Beyond the Recipe: A Reflection on Simple Pleasures

In the whirlwind of modern life, it's easy to lose sight of the simple pleasures. The satisfaction of a home-cooked meal, the comfort of familiar flavors, and the joy of sharing food with loved ones—these are the things that truly nourish us, both physically and emotionally. This recipe is a reminder to slow down, appreciate the process, and savor the simple moments. The aroma of spices filling the kitchen, the satisfying clinking of the spoon against the bowl, the warmth of a shared meal—these are the details that make life richer and more meaningful.

I often find that the most cherished memories are created around the dinner table. Whether it's a family gathering, a quiet meal with a loved one, or a quick and easy dinner after a long day, food has a remarkable ability to connect us. This dal, with its unassuming simplicity, has become one of those go-to dishes that brings a sense of calm and comfort to my life. It represents a small act of self-care, a moment of mindfulness amidst the chaos, and a tangible reminder of the importance of nourishing myself and those around me.
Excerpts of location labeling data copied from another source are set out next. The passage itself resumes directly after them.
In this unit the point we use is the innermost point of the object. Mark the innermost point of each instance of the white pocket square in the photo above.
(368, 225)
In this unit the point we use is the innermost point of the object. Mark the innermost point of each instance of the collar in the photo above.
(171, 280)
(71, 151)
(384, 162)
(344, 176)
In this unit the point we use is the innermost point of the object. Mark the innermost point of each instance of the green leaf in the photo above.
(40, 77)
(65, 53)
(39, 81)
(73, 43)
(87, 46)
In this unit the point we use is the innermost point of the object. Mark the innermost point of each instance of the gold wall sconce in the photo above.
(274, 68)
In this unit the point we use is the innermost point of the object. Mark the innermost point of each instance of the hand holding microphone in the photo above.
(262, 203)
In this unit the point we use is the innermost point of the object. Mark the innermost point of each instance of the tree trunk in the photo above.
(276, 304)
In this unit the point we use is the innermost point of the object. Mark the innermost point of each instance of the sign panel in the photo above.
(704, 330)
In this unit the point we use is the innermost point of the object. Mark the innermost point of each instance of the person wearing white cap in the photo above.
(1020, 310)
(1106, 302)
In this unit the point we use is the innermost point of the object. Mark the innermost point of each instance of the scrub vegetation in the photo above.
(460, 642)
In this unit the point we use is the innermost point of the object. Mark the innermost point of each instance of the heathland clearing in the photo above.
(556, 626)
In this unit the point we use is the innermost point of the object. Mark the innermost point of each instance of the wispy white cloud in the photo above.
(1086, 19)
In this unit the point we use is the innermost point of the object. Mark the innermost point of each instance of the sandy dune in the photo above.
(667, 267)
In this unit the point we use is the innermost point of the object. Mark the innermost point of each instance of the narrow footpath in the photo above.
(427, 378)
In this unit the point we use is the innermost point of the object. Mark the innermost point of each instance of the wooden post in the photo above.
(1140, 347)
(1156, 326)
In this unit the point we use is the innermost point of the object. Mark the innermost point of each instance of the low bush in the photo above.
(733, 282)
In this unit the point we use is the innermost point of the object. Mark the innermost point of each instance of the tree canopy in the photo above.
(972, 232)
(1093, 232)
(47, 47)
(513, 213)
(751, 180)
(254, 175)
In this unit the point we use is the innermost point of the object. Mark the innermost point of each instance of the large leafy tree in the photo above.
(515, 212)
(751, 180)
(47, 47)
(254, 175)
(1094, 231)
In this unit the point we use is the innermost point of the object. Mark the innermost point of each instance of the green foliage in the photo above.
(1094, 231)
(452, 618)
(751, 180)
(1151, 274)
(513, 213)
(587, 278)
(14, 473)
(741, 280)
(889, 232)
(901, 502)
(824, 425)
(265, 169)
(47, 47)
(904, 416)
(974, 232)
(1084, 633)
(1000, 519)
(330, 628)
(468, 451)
So, the next time you're feeling overwhelmed by the demands of your day, remember this recipe. It’s a reminder that even amidst the busiest schedules, there’s always time to create something delicious, comforting, and deeply satisfying. And sometimes, the simplest things in life are the most rewarding.

Step-by-step

    • Bring water to a boil, then add lentils and coconut milk.
    • Return mixture to a boil then reduce to simmer.
    • Cook for 10 minutes, until the lentils have softened, then stir in spices and cook another 5 minutes.
    • Serve with quinoa, cauliflower rice, white/brown rice or flatbreads!